Collapsing records into rows

Hello friends, I am working with a data set where each entry had multiple lines of data. However, when I ran my document through pdfsandwich and Tabula, it recognized each line of data as its own row. The Records function in OpenRefine shows me my data basically how I want it to look– but does so with multiple rows per record. And when I export the data, there are still multiple rows per record. My question is, how do I collapse the multi-row records into one row each, as the data was originally written? Here is what it looks like in OpenRefine records mode:

As you can see, OpenRefine is correctly grouping information by Report # (which it is calling Type Report # since I had to OCR the original document). How can I get OpenRefine to just create one row per report, with all the associated information for each report squished back into one row like the original spreadsheet was?

Thank you in advance!!

Hi! The short answer is that you’ll want to use Edit cells>Join multi-valued cells in the drop down menu for each column that contains information in multiple rows. It will squish the data that’s contained in multiple rows into a single cell, so make sure you’re picking a good delimiter (I like to use a “|”).

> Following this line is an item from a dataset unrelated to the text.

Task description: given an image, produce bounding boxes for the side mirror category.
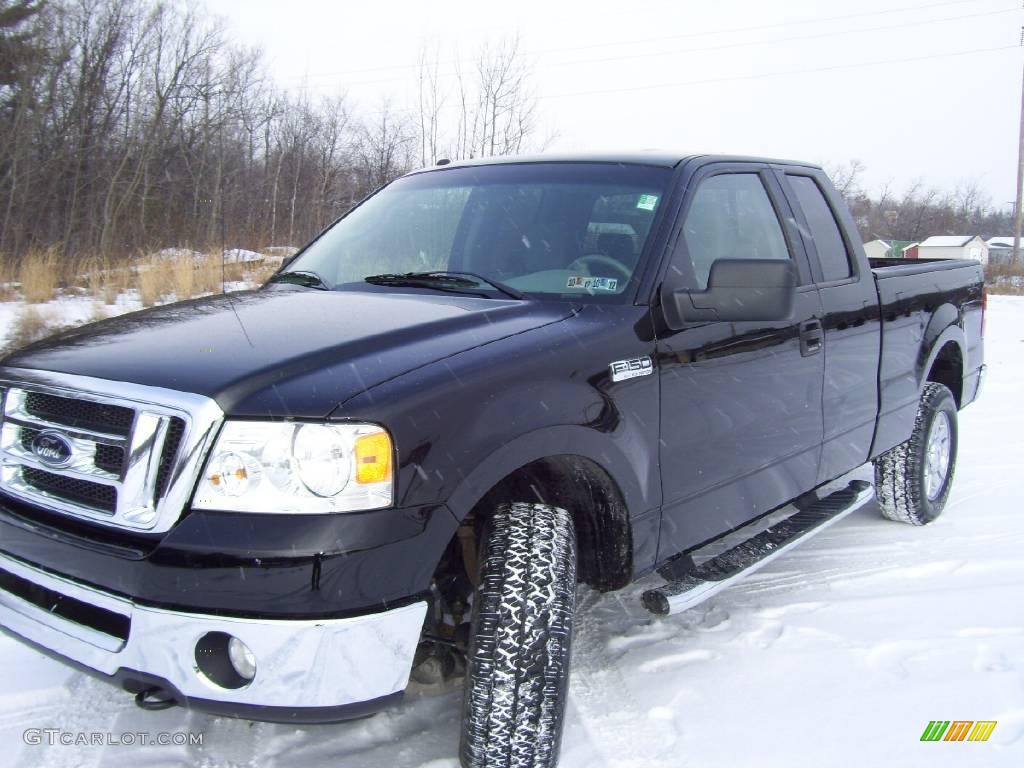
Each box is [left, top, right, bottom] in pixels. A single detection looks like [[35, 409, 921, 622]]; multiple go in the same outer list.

However, you could do a little more work to pull some of that data out into a new column before you perform the join multi-valued cells function, depending on how important the squished data is. For example, if you wanted two different columns for “Imported to RMS” and “Imported to State”, you could text filter or custom facet in rows mode by “RMS”, create a new column using Edit column>Add a column based on this column, and then transform the RMS data in the original column to a null value. Now you have two columns, One for RMS and one for State, and when you perform join multi-valued cells in records mode the blank rows will disappear.

Thank you so much! The data is still messy for other reasons but this did help to consolidate the records that had this problem!